NYC - NoLIta: Puck Building
The Puck Building, at 295-307 Lafayette Street, was originally built to house the offices and printing plant of Puck, America's first successful humor magazine, and J. Ottman Lithographing Co., which printed the magazine's famous chromolithographc cartoons. The Romanesque Revival or Rundbogenstil (German round-arched neo-Romanesque) style building features two gilded figures of Shakespeare's character Puck in its façade--the one at the original entrance on Houston and Mulberry by Casper Buberl, and the one on Lafayette Street by Henry Baerer. Both fourt feet statues are made of gilded metal and date to 1885.
The two original wings, designed by Albert Wagner in 1885-86 and 1892-93, fronted only on Houston and Mulberry Streets. In the late 1890's, Lafayette Street was extended through the block, and two bays of the Puck Building's Houston Street facade and the building's entire west wall were demolished. Herman Wagner designed the new Lafayette Street elevation to conform to the original design.
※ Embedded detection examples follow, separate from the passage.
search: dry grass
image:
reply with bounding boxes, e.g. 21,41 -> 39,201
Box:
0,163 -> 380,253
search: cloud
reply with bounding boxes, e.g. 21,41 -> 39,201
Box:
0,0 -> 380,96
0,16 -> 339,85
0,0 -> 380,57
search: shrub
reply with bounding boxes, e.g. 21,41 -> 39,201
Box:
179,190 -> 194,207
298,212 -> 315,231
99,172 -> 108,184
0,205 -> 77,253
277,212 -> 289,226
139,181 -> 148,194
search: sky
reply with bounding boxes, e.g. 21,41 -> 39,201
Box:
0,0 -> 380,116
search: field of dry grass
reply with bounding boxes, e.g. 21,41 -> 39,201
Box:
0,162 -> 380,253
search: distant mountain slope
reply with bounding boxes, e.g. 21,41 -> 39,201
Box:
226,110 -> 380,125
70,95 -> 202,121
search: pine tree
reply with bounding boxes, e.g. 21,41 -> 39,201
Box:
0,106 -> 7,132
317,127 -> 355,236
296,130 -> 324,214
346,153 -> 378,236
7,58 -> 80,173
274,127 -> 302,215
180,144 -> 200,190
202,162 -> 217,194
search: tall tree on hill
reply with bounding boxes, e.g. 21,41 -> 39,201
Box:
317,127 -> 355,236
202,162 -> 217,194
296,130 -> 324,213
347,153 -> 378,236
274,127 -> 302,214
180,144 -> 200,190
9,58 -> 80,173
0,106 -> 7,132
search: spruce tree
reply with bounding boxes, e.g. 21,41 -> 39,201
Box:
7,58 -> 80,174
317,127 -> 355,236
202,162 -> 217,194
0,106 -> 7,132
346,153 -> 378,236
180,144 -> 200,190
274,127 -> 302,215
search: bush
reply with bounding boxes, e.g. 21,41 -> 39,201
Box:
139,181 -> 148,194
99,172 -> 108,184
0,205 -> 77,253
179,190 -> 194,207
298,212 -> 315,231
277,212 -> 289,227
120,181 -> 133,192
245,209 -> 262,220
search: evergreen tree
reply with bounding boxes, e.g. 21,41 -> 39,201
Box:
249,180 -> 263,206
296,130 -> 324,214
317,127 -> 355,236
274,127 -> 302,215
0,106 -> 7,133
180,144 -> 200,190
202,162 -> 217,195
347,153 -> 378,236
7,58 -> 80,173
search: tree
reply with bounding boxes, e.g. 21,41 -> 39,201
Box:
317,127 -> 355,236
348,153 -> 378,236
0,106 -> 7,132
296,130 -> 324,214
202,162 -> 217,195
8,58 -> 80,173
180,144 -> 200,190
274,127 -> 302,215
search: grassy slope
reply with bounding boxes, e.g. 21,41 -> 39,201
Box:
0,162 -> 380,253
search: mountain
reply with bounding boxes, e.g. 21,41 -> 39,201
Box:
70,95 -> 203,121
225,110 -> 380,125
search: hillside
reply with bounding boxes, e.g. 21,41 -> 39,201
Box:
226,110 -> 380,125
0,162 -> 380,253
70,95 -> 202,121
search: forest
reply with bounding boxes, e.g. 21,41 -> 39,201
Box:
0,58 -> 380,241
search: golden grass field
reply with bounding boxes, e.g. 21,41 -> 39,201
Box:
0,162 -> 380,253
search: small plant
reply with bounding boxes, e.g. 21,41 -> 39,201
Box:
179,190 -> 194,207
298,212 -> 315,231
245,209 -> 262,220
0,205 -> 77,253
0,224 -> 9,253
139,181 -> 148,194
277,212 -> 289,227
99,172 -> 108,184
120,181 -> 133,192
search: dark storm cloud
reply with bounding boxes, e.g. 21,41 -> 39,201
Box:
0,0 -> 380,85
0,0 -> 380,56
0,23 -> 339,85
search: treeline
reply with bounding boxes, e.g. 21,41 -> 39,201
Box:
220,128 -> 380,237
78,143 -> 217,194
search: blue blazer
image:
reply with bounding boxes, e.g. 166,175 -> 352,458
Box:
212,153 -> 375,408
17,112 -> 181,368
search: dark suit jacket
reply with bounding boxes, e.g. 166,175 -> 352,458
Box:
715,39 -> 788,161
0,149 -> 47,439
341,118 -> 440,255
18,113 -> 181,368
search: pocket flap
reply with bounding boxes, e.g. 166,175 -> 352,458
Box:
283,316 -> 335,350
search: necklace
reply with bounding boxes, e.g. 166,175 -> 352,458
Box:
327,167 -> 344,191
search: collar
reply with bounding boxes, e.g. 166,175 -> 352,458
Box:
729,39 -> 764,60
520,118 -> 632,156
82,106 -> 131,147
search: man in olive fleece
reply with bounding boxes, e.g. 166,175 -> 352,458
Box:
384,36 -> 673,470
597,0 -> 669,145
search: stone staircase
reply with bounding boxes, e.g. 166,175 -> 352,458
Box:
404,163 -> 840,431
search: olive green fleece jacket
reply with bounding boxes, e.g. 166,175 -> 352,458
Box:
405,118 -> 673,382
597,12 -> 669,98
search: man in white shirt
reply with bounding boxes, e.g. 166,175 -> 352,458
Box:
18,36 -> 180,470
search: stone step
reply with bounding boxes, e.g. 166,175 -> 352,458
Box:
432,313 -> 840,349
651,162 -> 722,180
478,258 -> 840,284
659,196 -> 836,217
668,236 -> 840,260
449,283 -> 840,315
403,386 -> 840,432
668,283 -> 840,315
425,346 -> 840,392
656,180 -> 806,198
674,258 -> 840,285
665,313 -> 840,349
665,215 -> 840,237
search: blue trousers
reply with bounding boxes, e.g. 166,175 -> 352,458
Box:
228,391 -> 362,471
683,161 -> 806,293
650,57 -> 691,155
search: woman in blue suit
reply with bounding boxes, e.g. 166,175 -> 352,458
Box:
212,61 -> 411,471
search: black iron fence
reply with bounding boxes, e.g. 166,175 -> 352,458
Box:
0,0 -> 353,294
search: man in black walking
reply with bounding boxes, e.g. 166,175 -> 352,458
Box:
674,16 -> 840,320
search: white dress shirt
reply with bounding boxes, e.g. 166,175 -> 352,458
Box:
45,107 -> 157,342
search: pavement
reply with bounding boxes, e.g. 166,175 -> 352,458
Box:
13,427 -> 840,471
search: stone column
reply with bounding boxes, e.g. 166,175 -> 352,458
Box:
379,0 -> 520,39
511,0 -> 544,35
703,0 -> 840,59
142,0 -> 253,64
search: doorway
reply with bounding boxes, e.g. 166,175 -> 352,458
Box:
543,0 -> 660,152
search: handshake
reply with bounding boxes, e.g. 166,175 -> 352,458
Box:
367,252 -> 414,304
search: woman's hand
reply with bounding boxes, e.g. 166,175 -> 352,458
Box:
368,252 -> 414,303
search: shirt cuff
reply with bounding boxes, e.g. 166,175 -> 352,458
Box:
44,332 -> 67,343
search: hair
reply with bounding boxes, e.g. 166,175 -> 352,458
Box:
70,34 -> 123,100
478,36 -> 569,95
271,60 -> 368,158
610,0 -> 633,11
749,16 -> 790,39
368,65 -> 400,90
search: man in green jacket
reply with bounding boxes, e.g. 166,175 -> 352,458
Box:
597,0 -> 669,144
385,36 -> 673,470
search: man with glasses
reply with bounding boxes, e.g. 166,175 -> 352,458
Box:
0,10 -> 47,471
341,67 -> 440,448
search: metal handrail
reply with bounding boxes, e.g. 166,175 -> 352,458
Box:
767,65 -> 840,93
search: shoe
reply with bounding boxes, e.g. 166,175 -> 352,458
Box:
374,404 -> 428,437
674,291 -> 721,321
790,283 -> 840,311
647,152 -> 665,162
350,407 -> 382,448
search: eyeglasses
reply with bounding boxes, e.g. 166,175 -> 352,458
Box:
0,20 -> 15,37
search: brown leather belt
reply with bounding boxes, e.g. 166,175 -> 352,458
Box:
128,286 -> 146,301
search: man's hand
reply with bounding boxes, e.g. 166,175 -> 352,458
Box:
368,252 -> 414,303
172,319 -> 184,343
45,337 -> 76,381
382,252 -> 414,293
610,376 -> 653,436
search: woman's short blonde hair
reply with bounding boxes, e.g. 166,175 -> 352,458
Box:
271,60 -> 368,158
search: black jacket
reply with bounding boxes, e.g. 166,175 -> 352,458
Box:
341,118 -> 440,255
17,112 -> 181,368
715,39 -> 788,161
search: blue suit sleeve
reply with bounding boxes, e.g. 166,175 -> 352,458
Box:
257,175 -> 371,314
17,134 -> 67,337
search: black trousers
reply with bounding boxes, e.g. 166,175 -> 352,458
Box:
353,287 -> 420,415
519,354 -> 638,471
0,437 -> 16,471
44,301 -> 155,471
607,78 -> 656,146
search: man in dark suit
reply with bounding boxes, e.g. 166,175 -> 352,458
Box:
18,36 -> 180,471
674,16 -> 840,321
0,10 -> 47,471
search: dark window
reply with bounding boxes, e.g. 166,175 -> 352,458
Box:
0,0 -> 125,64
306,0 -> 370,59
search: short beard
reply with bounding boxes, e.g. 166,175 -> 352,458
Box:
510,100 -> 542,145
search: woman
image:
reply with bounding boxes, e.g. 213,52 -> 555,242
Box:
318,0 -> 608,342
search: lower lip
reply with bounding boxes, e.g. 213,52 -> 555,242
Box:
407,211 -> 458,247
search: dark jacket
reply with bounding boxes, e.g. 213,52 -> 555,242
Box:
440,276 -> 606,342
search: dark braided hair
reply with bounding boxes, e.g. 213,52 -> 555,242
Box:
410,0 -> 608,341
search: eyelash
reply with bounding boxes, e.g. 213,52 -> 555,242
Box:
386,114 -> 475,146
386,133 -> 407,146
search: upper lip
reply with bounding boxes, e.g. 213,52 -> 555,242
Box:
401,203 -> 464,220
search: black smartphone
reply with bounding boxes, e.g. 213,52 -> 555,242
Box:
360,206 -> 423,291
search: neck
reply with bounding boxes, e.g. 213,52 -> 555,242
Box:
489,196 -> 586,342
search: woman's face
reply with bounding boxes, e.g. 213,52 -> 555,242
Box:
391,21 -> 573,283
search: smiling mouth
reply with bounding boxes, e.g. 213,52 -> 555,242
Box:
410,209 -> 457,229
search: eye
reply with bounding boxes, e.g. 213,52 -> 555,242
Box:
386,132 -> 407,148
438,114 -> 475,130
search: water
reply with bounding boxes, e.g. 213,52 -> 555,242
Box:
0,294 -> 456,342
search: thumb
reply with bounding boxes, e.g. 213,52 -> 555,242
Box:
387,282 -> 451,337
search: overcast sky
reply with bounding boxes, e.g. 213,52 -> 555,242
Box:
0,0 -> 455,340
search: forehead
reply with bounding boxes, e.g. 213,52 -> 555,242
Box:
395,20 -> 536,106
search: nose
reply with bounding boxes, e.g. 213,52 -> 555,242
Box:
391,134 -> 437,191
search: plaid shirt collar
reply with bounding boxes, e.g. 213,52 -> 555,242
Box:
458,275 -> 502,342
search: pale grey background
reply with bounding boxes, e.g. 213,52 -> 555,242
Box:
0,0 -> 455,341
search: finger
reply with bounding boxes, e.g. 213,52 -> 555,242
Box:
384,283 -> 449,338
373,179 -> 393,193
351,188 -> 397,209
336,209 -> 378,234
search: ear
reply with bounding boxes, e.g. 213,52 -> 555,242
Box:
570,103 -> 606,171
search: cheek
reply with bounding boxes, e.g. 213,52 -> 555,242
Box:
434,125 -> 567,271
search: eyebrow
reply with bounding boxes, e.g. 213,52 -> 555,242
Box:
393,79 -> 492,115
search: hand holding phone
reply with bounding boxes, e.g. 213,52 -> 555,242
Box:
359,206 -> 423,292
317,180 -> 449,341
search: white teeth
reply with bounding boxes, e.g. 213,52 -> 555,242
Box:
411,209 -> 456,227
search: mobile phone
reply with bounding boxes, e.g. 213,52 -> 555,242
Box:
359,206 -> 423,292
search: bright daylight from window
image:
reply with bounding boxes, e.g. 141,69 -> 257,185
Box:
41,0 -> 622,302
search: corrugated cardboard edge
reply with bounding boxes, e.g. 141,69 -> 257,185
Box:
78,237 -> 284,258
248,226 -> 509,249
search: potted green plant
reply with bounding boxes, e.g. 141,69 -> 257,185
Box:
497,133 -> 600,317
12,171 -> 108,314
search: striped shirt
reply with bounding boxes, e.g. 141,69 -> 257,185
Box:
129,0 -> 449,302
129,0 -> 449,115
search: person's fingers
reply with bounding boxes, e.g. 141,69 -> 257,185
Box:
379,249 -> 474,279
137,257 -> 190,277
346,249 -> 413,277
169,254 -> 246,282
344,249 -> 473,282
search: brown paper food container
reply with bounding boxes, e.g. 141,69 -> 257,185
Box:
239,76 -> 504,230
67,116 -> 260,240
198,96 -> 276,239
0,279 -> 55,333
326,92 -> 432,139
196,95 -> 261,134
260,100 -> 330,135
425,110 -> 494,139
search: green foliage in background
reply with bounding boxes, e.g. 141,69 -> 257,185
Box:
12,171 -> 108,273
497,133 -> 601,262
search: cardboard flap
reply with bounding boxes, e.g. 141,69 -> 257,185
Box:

Puck Magazine ceased publication in 1918 and the building now contains office space as well as ballrooms for large events on both the ground floor and the top floor. In the 1980s it was the home of Spy Magazine, whose editors informally dubbed it "The Spy Building". In the early 2000s, the building housed the Manhattan Center of Pratt Institute. Since 2004, the Puck Building has been home to New York University's Wagner Graduate School of Public Service.
The Puck Building was designated a landmark by the New York City Landmarks Preservation Commission in 1983.